Fazit: Das Justizministerium tut einiges, aber es gibt auch Probleme. So ist besonders die U-Haft eine Herausforderung. Hier werden die Verdächtigen eher isoliert, gleichzeitig nutzen diese die Zeit alleine, um den Koran zu studieren und sich teilweise weiter zu radikalisieren, sagt Hofinger. Dazu kommt, dass die Szene von außerhalb den Kontakt mit ihnen ablehnt, um nicht selbst ins Visier zu gelangen (nur vereinzelt gibt es Kontakt über eingeschmuggelte Handys zum IS). In dieser Isolation steigt der Wutpegel. Außerdem sind sich die Dschihadisten keiner Schuld bewusst, was die Situation noch verschärft. Dazu dauert bei Dschihadisten die Untersuchungshaft wegen der schwierigen Ermittlungen meist länger.

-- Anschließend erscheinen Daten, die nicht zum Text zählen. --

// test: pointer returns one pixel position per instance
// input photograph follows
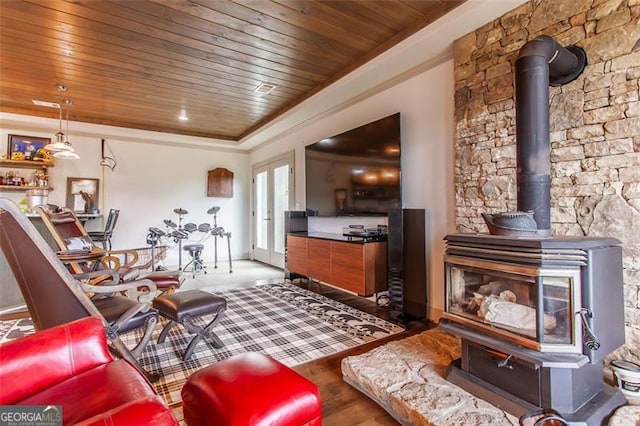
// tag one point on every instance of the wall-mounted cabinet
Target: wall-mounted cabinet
(220, 183)
(23, 164)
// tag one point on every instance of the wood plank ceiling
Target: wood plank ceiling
(138, 63)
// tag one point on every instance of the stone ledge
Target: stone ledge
(406, 378)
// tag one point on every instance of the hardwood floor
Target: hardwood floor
(343, 404)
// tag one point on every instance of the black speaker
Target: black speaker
(294, 221)
(407, 269)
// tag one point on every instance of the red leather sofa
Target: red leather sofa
(70, 365)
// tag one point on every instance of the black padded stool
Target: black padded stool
(183, 307)
(195, 251)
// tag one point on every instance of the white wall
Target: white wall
(149, 181)
(425, 102)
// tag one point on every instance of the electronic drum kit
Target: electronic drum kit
(179, 232)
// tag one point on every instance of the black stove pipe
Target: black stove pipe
(541, 62)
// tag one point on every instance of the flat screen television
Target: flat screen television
(355, 173)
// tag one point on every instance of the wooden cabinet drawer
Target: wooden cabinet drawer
(319, 259)
(297, 254)
(347, 266)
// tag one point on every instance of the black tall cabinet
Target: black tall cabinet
(407, 269)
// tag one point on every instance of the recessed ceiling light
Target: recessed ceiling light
(45, 103)
(264, 88)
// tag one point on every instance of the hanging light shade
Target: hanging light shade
(68, 153)
(59, 144)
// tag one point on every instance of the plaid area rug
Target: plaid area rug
(290, 324)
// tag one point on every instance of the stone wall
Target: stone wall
(595, 127)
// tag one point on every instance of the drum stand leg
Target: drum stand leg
(229, 251)
(215, 253)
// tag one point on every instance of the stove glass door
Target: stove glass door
(529, 304)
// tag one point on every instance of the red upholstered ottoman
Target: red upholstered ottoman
(250, 389)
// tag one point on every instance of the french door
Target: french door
(272, 186)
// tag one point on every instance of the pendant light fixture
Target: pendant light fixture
(59, 144)
(68, 153)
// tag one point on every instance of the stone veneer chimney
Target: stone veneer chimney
(594, 128)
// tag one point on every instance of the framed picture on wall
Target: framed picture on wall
(25, 147)
(82, 194)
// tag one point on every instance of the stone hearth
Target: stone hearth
(406, 378)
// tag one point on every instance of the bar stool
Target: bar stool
(104, 237)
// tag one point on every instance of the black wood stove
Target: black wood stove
(537, 314)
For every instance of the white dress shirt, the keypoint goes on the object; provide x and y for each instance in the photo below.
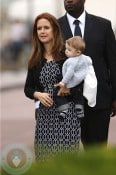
(81, 24)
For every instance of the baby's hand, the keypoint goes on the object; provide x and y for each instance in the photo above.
(63, 91)
(60, 84)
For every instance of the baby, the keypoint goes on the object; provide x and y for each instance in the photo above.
(74, 71)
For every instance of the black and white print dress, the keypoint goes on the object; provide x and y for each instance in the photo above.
(51, 133)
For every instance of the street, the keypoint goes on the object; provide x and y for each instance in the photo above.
(18, 122)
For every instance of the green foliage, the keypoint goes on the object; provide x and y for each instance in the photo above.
(94, 161)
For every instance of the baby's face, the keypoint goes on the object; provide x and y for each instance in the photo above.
(70, 51)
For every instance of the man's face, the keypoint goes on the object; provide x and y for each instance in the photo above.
(74, 6)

Dschihadisten: U-Haft als Radikalisierungs-Problem
Thomas Schmidinger
Zwar arbeitet hier der Verein "DERAD", der sich auf die Deradikalisierung spezialisiert hat, allerdings fehlen etwa islamische Seelsorger. Diese könnten auf die wenig religiös gefestigten Dschihadisten einwirken. Problematischer sind die "Hass-Prediger". Diese wären schwer zu deradikalisieren, die meisten von ihnen (wie Mirsad O.) sitzen noch in U-Haft. Die Studie kann also nicht wirklich abbilden, was passiert, wenn Personen mit einer derartigen Strahlkraft dann in die normale Haft überstellt werden, wo sie weit mehr Kontakt mit Mithäftlingen haben.

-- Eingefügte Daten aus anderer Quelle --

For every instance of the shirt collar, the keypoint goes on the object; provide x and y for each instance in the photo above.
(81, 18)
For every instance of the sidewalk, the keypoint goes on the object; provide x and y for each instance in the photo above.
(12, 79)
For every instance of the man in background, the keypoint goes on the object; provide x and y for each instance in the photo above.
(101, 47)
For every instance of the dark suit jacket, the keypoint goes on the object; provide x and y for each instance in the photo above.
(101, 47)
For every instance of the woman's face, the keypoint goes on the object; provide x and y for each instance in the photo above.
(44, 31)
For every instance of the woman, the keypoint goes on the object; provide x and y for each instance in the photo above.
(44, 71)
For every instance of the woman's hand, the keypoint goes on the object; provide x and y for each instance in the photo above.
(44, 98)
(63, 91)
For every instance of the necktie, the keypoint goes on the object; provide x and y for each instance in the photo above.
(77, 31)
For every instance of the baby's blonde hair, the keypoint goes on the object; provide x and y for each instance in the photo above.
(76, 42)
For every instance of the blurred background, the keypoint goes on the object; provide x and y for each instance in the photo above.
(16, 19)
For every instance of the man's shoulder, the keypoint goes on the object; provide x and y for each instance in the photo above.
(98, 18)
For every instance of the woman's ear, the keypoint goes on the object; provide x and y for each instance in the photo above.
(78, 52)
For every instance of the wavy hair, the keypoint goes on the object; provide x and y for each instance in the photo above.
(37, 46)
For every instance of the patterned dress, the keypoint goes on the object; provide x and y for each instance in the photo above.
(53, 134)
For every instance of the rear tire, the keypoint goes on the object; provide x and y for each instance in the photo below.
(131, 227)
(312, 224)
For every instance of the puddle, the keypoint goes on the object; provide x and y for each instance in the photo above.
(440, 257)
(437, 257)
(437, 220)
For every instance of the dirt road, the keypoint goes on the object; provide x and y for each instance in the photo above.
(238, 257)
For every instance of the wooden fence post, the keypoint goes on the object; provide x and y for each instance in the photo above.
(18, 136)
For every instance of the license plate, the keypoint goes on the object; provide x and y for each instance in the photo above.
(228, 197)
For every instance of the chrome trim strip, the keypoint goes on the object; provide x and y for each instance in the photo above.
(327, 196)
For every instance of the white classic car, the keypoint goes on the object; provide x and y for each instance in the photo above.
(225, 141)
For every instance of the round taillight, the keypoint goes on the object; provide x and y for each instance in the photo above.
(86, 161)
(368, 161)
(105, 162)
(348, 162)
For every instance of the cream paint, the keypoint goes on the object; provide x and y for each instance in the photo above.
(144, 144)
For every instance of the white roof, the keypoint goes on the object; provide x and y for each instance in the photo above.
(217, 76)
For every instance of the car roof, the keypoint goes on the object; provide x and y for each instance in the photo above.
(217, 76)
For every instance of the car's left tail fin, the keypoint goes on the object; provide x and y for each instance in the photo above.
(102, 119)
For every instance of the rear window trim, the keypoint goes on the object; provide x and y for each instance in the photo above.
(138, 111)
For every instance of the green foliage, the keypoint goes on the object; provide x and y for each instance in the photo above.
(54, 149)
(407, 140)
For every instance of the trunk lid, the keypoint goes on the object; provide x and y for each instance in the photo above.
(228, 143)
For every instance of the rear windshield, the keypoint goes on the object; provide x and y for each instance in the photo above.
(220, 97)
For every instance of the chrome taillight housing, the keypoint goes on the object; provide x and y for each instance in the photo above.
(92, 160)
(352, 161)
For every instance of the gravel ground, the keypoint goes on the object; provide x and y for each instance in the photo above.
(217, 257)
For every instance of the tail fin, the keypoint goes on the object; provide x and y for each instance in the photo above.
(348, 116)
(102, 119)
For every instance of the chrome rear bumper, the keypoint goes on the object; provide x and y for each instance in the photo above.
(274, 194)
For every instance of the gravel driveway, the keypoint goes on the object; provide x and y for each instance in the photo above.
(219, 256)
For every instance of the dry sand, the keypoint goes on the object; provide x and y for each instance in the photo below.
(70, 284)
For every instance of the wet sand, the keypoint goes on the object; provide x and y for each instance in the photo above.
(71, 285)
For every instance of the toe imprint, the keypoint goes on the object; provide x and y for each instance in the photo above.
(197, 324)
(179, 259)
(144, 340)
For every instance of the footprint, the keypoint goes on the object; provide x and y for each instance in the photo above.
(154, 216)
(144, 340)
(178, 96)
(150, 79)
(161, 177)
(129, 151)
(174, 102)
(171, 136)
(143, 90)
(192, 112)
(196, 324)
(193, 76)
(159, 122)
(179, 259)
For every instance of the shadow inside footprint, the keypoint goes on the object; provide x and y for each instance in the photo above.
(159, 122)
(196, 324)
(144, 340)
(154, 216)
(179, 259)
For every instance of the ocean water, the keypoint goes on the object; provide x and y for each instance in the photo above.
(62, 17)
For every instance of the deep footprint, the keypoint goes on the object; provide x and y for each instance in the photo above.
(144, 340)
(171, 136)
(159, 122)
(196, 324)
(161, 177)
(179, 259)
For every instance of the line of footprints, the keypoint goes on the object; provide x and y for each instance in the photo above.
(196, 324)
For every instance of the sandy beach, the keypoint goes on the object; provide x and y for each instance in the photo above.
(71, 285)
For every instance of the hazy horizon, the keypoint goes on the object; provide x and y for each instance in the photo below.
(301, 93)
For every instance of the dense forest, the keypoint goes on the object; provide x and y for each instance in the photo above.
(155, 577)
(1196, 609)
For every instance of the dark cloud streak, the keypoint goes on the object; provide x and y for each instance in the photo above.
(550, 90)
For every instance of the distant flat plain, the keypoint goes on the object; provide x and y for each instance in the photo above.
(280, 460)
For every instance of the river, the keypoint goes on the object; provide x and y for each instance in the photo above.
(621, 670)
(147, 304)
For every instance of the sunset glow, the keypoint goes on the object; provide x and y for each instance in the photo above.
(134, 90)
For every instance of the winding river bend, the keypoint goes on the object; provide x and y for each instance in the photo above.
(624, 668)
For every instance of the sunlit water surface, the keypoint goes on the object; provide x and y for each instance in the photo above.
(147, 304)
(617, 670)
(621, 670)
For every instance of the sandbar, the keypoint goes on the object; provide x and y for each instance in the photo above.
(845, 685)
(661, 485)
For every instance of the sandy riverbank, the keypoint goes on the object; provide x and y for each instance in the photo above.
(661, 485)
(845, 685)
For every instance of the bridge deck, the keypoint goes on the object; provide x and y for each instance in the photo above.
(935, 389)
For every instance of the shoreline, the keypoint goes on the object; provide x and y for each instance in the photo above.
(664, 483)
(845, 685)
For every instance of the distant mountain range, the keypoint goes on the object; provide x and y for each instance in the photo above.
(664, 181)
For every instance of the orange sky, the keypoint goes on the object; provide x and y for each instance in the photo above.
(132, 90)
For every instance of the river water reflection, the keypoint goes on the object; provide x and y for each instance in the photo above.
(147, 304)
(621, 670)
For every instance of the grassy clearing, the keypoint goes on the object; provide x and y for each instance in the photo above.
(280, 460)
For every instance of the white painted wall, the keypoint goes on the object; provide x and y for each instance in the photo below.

Dschihadisten: U-Haft als Radikalisierungs-Problem
Veronika Hofinger
"Der beste Weg zur wirksamen Deradikalisierungen ist es, diese Leute weder zu erheben noch zu erniedrigen, sondern normal zu behandeln wie die anderen Häftlinge", meint Hofinger. Die Studie hat gezeigt, wie sich die Lage von Österreich etwa zu Frankreich unterscheidet: Denn der Großteil der Dschihadisten hier hat keine kriminelle Vergangenheit, sondern sitzt erstmals in Haft. Deshalb gibt es bisher kaum Radikalisierung im Gefängnis. Allerdings ist das Problem relativ neu – statt 20 Dschihadisten wie vor rund zwei Jahren, sitzen nun bereits 68 in Haft.

Der Schlusssatz der Studie gibt zu denken: "(...)fast alle, die aus einer Haft wegen §278b (Terrorismus, Anm.) entlassen werden, werden mit Bedingungen konfrontiert, die eine Reintegration in die Gesellschaft verunmöglichen."